Comment by monocasa

4 years ago

As I said in the recent Apple discussion, pretty much all drives are lying and have been for decades at this point. The good brands just spec out enough capacitance that you don't see the difference externally.

https://news.ycombinator.com/item?id=30370551#30374585

The more you look at speculative execution and these drive issues, the more you see that we're giving up a lot of what computing "safe" for just performance.

  • Brings to mind Goodhart's law:

    > When a measure becomes a target, it ceases to be a good measure.

    In this case, performance as a measure of value.

  • it's mongodb all over again

    gotta get dem sweet sweet benchmarks, to hell if we're persisting garbage

So if SSDs rely solely on capacitors for data integrity and lie about flushes, what do they do on a flush that takes any amount of time? Are they just taking a speed hit for funsies? Heck, from this test, the magnitude of the speed hit isn't even correlated with whether they lose writes...

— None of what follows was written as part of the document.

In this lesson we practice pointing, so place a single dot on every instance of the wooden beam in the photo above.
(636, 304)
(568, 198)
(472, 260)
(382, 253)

  • At one point it was different barriers on the different submission queues inside the drive. Not externally visible queues, but between internal implementation layers.

    It's been a few years since I've checked up on this and it was for the most part pre SSDs though.

  • When you look at how long it takes to perform a block write on a flash device, you'll see that no SSD is going to honor flush semantics.

Considering the amount of 10uF Tantalum caps (30) on one of the bricked enterprise SSDs I opened I'm not surprised at all.

  • 300uF is not a supercap.

    • Never said they were and you don't need several seconds of power buffer for this purpose. They might just as well serve a different purpose like I know it just an observation. Either explain why why you definitely need F range for this or don't comment. They are rated 16v so take that into account in your explanation.

Any ides how one finds out whether a drive is actually capped properly to handle power off data loss?